Ou seja, a tal da pós-verdade pode mesmo é ser uma tremenda falácia e, para não ficar na definição clássica, vamos chamar de pós-mentira a sua contrapartida. São as “fake news”, o compartilhamento de informações nas redes sociais sem o mínimo fundamento, a convicção de políticos e jurisconsultos em seus discursos. O ex-presidente foi criticado exaustivamente por afirmar que “não sabia de nada”. Agora, em que vive uma enxurrada de “convicções sem provas”, a crítica mantém um silêncio cínico. Agora, prestam mais atenção no que os ocupantes dos cargos mais importantes da república vêm afirmando. Pegos em flagrante, ou em atitudes muito suspeitas, dizem “não usamos”, “não fomos nós”. A situação no país ficou de tal forma esquisita que, se não fosse trágica seria apenas cômica. Certas afirmações do Temer aparecem na mídia como se fossem uma verdade. E se parecem mesmo com aquela frase do Homer – do seriado Os Simpsons: “Já estava assim quando cheguei”.

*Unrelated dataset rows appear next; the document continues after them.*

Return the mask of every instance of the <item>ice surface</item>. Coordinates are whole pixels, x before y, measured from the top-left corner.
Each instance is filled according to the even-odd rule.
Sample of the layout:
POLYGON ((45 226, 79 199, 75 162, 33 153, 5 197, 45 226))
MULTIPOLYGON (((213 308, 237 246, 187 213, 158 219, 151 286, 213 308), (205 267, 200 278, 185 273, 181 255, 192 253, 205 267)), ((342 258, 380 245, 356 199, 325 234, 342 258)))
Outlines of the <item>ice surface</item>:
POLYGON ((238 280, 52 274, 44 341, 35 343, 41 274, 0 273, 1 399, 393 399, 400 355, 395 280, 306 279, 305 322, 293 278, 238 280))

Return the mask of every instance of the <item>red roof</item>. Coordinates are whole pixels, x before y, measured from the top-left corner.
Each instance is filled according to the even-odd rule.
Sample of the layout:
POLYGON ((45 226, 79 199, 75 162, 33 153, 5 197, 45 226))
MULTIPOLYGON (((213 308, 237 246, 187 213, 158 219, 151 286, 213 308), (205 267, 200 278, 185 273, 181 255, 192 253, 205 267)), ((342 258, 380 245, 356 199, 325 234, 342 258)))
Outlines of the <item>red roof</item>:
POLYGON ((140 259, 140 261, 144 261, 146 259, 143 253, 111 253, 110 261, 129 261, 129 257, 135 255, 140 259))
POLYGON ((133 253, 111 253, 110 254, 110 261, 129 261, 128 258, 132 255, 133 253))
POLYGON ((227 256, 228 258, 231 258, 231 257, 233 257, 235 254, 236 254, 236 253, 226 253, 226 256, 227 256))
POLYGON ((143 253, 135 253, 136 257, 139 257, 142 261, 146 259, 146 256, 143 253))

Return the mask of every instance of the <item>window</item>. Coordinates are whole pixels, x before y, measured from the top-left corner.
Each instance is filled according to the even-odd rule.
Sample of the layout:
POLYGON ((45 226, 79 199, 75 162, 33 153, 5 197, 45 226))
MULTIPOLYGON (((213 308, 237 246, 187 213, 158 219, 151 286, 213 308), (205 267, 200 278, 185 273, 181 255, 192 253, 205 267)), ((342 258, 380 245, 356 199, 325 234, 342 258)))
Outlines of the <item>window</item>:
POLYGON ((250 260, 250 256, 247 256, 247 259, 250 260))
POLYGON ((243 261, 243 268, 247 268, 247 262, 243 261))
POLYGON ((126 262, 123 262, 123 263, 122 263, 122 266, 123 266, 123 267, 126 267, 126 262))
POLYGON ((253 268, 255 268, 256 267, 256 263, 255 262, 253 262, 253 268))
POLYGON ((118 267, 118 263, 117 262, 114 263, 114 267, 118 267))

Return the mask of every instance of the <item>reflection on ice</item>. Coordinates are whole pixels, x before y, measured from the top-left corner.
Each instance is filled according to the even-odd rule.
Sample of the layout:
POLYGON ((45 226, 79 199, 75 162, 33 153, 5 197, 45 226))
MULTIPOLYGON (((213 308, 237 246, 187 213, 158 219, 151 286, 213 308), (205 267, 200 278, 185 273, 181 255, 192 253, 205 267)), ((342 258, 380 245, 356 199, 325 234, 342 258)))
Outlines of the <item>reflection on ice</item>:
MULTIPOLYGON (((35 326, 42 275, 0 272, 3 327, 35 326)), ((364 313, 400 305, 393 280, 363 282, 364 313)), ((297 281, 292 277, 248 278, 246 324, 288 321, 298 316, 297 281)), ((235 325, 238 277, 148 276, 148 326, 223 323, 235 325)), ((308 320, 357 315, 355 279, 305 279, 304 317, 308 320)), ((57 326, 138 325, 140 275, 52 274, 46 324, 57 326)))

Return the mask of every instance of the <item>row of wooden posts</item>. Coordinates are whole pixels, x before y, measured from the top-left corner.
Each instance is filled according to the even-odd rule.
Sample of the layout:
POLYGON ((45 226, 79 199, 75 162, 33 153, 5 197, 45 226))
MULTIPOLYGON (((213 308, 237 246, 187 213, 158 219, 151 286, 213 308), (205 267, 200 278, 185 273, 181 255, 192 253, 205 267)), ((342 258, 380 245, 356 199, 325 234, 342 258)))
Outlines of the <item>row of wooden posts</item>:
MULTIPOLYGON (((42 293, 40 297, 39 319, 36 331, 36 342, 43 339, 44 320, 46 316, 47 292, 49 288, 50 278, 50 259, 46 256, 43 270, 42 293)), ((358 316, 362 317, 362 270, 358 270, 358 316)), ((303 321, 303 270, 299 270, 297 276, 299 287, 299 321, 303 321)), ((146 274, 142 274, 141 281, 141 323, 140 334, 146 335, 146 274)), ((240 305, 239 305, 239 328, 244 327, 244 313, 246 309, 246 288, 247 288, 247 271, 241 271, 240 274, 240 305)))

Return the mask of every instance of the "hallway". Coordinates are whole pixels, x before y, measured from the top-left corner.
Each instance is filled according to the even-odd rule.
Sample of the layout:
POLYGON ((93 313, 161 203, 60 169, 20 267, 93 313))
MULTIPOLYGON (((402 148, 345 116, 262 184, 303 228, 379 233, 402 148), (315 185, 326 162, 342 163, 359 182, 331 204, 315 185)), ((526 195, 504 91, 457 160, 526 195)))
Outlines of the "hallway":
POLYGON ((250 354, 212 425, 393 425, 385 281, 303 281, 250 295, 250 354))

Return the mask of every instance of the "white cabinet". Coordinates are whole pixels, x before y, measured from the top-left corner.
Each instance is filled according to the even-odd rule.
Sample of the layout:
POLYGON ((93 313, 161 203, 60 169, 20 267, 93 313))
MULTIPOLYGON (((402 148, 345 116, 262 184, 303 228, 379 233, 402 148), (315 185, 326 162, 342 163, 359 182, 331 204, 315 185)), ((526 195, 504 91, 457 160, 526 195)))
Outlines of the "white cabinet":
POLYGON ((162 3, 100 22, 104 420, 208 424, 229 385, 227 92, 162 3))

Não sei de onde viemos, e tenho dúvidas para onde caminha a humanidade. Como brasileiros, a coisa é mais aguda ainda. A esta dúvida não-cartesiana vou chamar, por enquanto, de pós-destino.

DE FATOS E DIVERSÕES

– Depois de fazer merda, carregando uma mala com propina da JBS, supostamente, para ser entregue ao seu chefe Temer, o ex-deputado federal Rodrigo da Rocha Loures (PMDB-PR), pede para ser transferido ao presídio da Papuda. Reclama que a carceragem da PF em Brasília não tem banheiro adequado – por suposto, para quem faz grandes cagadas.

– Quando repetidas vezes o Presidente se defende dizendo que “está arrumando a casa”, comete um ato falho. A Polícia Federal já encontrou provas com o coronel aposentado, João Baptista Lima Filho – apontado como intermediário da propina da JBS ao amigo, hoje no Planalto – de que a reforma da casa da filha de Temer foi custeada com este dinheiro. E não se trata de pedalinhos.

– Para Aécio, família em primeiro lugar (veja-se o caso do aeroporto de Claudio): “Mexeu com a minha irmã, mexeu comigo”. Para ser verdade, só se considerarmos o seguinte: se o STF não deu liberdade a ela, têm que prendê-lo também. Aí seria lindo!

– Entenda-se este país e o seu modelo de democracia! Grupos dos chamados “formadores da opinião pública”, encastelados em grandes veículos da mídia, defendiam que o impeachment da Dilma – que não cometeu crime algum, basta reler os diversos processos, tanto no Congresso quanto no STF e mais recentemente no TSE – era constitucional, portanto exequível. Agora querem “eleições indiretas” porque é constitucional, ignorando o movimento crescente das ruas pelas Diretas Já.

OBSERVAÇÃO DO EDITOR: a imagem que ilustra estes textos é reprodução da internet.